DO make sure that you like the people you're moving in with. This is only possible if you plan on moving in together as a group of friends — but even friends should be selected carefully if you're moving in together, as good friends do not necessarily make good housemates. It is probably a good idea to sit down and talk about each other's habits and expectations, to find out whether you are compatible or not. If you are not moving in with people you already know fairly well, I would suggest meeting up a couple of times with your future housemates so you can get to know them at least a bit and will not be completely surprised when you finally move in.
DON'T stay in your room all the time. Especially if you don't know your housemates that well you should try to socialise and spend some time with them. After all you're living under the same roof and things will be a lot easier if you actually talk to each other. You don't have to become the best of friends, even though that would be great.
DO your washing up. There are only a few things more irritating than dirty dishes in the sink, not only is it unhygienic but it is also taking up the space for other people who are actually doing their dishes. If you are in a rush and really don't have time to wash up then you should at least rinse your plate to get rid of any left over food, so it will not start to smell or get attacked by flies. If you are lucky enough to have a dishwasher, make sure to unload it after your dishes are clean so it is free for the next person to use.
DON'T leave your stuff lying around in the communal areas. Leaving magazines, clothes or other personal belongings in the kitchen or living room is mostly just taking up space and could easily be put away somewhere else, ideally in your room.
DO tell your housemates when you're inviting friends over. Walking into your kitchen, wanting to make food and finding a bunch of strangers is a weird experience that can easily be avoided. If you plan to have friends over let your housemates know beforehand, chances are that they don't mind at all. Moreover, telling them in advance prepares them for eventual noise and they won' be irritated.
DON'T make too much noise. You don't have the house to yourself and it is very likely that people will get annoyed if you constantly overdo it with the noise. Especially if you are coming home late when most of your housemates will be asleep, try to keep noise levels down so you don't wake them up. But also during the day, avoiding loud noise is a good idea and an easy way to avoid conflicts. If you want to listen to music, for example, you can always ask your housemates if they are okay with your chosen volume.
DO clean up after cooking. A sticky counter or a hob covered in oil are just as irritating as dirty plates in the sink. It is not that hard to swipe surfaces clean after you have cooked and put eventual peels or packaging in the bin. This way the person who wants to cook next does not have to clean someone else's mess first before they can start making their own (which should also be cleaned when they're done).

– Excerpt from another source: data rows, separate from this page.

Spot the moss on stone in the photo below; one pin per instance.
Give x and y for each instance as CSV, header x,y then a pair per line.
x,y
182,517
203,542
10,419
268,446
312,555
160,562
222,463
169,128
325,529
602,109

DON'T steal other people's food (or anything else for that matter). Unless it is agreed that you share a specific food, such as oil, don't just take what other people have bought. They did not only spend money on it but they might also be looking forward to eat it and might get very upset when it disappears. If you have nothing in or just need a splash of milk, ask your housemate if they don't mind you using it, which they probably won't.
DO think about buying things communally. Stuff that everyone uses, such as salt, toilet paper and washing-up liquid might be worth buying communally as everyone uses it anyway and you really don't need several bottles of washing-up liquid lined-up around the sink.
DON'T forget about bills. As you're living with several people the easiest way to pay the bills is to choose one person who is the ''bill payer'' and the others will pay them back. Ideally they will set up standing orders so the ''bill payer'' will definitely get their money at the same time every month.
DO set up rules for cleaning and taking out the bins. It is a good idea to list the different chores and try to set up a rotation, so not everyone has to do the same task every week. This rotation might not work every week but as long as not one single person is cleaning the entire house it should be fine.
DON'T spend hours in the bathroom. Try not to spend unnecessary time getting ready, especially in the morning and evenings when most people need to get ready. Your housemates might not have as much time as you and you don't want them to be late just because of you.
DO talk to each other and DON'T get annoyed too easily. If something bothers you address it politely, together with your housemates you can work something out. However, also don't to get offended by every little thing that bothers you and try to accept some of your housemates' quirks. This is the best way to avoid house drama.
In the end, all of the above can be summarised in one simple point: DO respect your housemates and treat them the way you would like to be treated.